O Ministério da Saúde orienta uso criterioso do álcool durante a amamentação, e como cada caso é um caso, há médicos que liberam e outros que mandam cortar tudo durante o período, tornando o assunto controverso.


A recomendação maior, é que realmente a mamãe não beba durante essa fase da vida. Estudos sugerem que o álcool que passa da mãe para o bebê afeta o sono e a fome dos pequenos, e que a exposição frequente à bebida interfere no seu desenvolvimento motor.

Porém, há quem defenda que uma taça de vinho ou uma latinha de cerveja de vez em quando não causa problemas. Não estamos dizendo para ninguém encarnar a Heleninha Roitman: trata-se de um consumo bastante moderado, ok? ;-)

Tenha consciência que o álcool leva horas para ser eliminado do organismo, e que cerca de 15% dele vai para o leite materno. O ideal seria não beber mesmo, mas caso queira tomar uma tacinha de vinho, faça um uso consciente:

• Beba logo após dar de mamar e/ou quando o bebê tirar uma soneca longa. 

• Obviamente, não beba se não houver alguém que cuide do pequenino.
• Espere, pelo menos, duas horas e meia depois de terminar a bebida até amamentar novamente.
• Faça uso do leite materno pré-extraído/congelado/refrigerado.

• Procure não fazer disso um hábito e esqueça os destilados.

Ah, e sabe aquela história da cerveja preta? É lenda, viu? O fato é, que a boa produção de leite materno é reflexo de uma vida saudável e alimentação balanceada.

sábado, 8 de março de 2014

FELIZ DIA INTERNACIONAL DA MULHER


Existe tanta coisa a ser dita a respeito do Dia Internacional da Mulher. Em primeiro lugar, como não aproveitar a data para lembrar que, embora muita coisa tenha sido conquistada, há muito caminho a percorrer: violência doméstica, desigualdade profissional, direito à saúde e uma gestação tranquila e tantos outros pesares que poderiam ser evitados, se houvesse mais respeito, bom senso, boa vontade e reconhecimento da sociedade.

Mas há também o lado bom, de comemoração. 

Reverenciar a quase mãe ansiosa, carregando seu bebê por longas semanas, aguardando sua chegada sem posição para dormir.

Respeitar a mulher que amamenta, que abre mão da vaidade, que não consegue dormir mais de 4 horas seguidas e que segue firme e forte na missão de alimentar aquele que gerou.

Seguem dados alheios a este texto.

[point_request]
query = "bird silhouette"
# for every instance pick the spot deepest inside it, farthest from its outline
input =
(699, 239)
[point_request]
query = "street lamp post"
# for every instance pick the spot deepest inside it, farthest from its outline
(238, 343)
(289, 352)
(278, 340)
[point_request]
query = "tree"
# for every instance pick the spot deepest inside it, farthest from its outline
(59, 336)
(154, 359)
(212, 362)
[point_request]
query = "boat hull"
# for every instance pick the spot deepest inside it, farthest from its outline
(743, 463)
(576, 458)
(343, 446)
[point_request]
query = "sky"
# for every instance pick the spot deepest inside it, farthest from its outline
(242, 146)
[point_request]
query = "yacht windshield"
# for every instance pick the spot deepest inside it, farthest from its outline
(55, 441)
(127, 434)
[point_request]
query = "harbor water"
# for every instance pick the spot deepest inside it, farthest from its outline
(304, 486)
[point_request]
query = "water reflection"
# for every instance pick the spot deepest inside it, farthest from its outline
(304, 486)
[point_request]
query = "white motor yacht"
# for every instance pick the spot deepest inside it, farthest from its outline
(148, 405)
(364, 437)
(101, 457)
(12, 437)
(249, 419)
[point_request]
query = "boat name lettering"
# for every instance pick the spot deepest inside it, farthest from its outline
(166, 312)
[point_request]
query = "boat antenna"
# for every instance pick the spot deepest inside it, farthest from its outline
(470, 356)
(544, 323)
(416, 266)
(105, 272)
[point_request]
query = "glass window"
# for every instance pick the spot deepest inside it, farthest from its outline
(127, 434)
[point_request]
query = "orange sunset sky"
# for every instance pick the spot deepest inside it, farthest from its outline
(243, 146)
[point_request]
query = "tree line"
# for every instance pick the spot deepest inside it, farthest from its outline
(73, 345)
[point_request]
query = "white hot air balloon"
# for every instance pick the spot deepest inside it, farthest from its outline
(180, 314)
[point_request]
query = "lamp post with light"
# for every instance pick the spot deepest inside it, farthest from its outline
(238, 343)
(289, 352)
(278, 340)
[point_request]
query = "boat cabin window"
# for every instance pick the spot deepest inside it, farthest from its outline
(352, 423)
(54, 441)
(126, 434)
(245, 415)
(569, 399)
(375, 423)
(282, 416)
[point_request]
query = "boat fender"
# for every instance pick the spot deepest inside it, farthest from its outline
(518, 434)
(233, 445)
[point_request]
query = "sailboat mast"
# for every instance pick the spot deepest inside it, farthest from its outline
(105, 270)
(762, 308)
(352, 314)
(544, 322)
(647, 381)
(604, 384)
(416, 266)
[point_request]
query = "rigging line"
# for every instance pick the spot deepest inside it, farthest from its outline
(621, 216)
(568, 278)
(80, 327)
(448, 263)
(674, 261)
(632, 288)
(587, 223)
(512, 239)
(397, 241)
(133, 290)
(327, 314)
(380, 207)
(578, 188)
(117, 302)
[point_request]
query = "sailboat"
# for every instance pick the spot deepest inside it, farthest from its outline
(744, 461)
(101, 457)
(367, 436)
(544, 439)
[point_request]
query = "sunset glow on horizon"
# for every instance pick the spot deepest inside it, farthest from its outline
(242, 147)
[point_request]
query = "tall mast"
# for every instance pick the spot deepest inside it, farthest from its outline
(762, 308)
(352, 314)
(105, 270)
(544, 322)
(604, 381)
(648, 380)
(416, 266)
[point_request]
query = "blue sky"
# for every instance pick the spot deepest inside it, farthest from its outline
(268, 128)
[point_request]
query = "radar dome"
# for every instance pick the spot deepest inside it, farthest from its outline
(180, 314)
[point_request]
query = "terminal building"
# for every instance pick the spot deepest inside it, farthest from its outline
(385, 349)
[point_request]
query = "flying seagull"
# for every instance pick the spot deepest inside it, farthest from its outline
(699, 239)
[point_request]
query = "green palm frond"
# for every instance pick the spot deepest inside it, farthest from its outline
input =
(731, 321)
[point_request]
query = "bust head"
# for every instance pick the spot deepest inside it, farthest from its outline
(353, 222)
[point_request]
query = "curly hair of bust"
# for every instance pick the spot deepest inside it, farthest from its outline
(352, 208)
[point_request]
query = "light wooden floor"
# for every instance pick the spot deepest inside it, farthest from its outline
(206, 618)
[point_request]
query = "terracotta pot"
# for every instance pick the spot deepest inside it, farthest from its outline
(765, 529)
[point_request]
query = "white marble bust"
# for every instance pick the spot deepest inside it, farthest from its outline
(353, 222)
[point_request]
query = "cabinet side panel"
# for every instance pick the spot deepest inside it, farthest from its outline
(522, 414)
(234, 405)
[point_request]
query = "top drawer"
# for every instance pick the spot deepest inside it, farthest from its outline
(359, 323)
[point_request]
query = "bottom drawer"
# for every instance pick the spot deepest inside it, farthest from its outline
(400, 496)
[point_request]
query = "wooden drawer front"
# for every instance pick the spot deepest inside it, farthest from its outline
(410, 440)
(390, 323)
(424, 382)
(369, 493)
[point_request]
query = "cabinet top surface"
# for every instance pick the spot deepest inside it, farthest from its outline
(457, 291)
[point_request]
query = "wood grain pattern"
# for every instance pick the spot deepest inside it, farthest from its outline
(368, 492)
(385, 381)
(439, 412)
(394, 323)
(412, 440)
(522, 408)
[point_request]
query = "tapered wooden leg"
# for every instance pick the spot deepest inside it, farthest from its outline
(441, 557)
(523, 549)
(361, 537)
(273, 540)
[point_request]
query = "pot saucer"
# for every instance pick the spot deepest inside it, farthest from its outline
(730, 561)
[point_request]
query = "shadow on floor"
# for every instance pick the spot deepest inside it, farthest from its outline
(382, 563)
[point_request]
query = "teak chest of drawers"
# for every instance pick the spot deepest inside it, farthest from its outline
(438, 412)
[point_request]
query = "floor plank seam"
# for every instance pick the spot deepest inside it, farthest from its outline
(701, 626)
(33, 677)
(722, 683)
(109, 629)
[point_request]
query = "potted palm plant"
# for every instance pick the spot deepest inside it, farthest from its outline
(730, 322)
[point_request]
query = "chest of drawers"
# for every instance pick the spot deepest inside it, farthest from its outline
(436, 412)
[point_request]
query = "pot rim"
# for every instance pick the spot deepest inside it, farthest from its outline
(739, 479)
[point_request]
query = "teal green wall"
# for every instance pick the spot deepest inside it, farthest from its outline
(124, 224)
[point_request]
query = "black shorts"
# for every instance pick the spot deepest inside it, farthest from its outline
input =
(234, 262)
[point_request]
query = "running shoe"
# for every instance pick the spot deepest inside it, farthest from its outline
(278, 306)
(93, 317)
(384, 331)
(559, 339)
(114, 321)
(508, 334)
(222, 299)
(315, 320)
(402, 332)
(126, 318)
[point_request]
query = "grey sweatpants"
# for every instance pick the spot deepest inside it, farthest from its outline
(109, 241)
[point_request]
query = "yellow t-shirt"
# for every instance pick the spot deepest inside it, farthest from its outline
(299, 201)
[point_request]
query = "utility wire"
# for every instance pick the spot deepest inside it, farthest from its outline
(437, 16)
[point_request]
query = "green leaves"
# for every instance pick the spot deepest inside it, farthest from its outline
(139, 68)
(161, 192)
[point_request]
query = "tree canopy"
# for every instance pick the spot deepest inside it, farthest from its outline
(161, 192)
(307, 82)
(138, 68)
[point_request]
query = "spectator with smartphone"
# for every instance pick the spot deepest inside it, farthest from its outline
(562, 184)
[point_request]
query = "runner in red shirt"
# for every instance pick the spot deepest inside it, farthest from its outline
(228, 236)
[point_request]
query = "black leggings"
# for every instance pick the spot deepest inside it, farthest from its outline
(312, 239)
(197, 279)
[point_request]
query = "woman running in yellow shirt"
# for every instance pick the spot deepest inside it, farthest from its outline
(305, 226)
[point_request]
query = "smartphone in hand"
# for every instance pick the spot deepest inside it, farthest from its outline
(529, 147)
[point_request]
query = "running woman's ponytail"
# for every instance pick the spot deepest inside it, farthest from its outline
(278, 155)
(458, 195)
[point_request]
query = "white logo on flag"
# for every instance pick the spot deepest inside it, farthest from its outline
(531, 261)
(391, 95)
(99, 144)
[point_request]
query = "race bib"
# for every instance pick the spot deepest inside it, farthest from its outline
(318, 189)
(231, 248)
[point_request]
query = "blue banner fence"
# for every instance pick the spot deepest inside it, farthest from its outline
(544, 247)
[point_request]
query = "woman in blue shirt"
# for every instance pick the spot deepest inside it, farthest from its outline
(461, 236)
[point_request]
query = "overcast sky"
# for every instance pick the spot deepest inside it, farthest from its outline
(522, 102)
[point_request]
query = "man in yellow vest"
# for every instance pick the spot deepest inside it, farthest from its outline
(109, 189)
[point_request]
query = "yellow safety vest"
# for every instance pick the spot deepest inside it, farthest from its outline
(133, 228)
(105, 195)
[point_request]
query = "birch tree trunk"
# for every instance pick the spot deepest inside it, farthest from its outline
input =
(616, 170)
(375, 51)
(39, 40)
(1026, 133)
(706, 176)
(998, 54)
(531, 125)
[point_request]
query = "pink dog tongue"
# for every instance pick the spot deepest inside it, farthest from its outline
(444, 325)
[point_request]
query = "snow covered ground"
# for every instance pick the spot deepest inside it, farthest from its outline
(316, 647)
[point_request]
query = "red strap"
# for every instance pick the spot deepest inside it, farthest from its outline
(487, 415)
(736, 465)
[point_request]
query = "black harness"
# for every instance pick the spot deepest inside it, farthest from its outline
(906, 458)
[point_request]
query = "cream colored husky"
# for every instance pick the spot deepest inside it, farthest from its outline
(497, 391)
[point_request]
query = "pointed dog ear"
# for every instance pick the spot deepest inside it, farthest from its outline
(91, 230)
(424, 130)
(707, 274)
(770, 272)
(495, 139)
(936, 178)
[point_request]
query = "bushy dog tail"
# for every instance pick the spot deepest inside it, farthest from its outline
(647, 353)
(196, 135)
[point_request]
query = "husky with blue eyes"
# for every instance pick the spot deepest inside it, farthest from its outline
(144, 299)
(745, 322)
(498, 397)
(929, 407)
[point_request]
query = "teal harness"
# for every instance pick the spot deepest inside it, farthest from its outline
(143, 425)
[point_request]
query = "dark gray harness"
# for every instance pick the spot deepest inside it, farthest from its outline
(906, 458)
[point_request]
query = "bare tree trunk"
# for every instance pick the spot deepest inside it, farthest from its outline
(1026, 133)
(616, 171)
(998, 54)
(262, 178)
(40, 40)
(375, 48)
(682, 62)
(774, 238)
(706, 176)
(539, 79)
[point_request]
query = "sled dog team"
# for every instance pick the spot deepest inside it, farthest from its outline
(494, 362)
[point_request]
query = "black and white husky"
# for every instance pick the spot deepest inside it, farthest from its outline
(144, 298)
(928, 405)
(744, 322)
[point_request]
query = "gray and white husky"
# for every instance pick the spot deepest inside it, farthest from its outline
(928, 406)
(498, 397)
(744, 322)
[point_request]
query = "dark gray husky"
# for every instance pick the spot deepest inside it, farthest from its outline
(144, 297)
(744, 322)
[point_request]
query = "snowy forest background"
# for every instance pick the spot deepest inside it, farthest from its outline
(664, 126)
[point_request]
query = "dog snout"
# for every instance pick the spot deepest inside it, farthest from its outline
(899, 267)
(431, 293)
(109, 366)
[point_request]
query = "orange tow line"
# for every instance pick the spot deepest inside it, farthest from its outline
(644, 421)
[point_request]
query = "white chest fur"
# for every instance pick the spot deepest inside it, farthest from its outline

Homenagear a mulher que educa, que trabalha em jornada dupla, com braços de polvo e que se vira, tirando minutos sabe-se lá de onde, para dar conta de tudo.

Celebrar a mulher que trabalha e cuida de seus filhos e da casa em jornada dupla, e que parece incansável. Ou a mãe que amamenta e não consegue dormir mais de 4 horas seguidas. 

E valorizar também a mulher que não quis ou não pôde ser mãe. Seja por opção ou por restrição, a mulher que não é mãe não é menos mulher por isso. 

Às mães, às não-mães, às mulheres das artes ou das ciências. Às mulheres que levantam suas vozes, ou àquelas de silenciosas atitudes. Às mulheres que choram, se emocionam e se contradizem. Também às decididas e firmes. Que todo dia seja como 8 de março.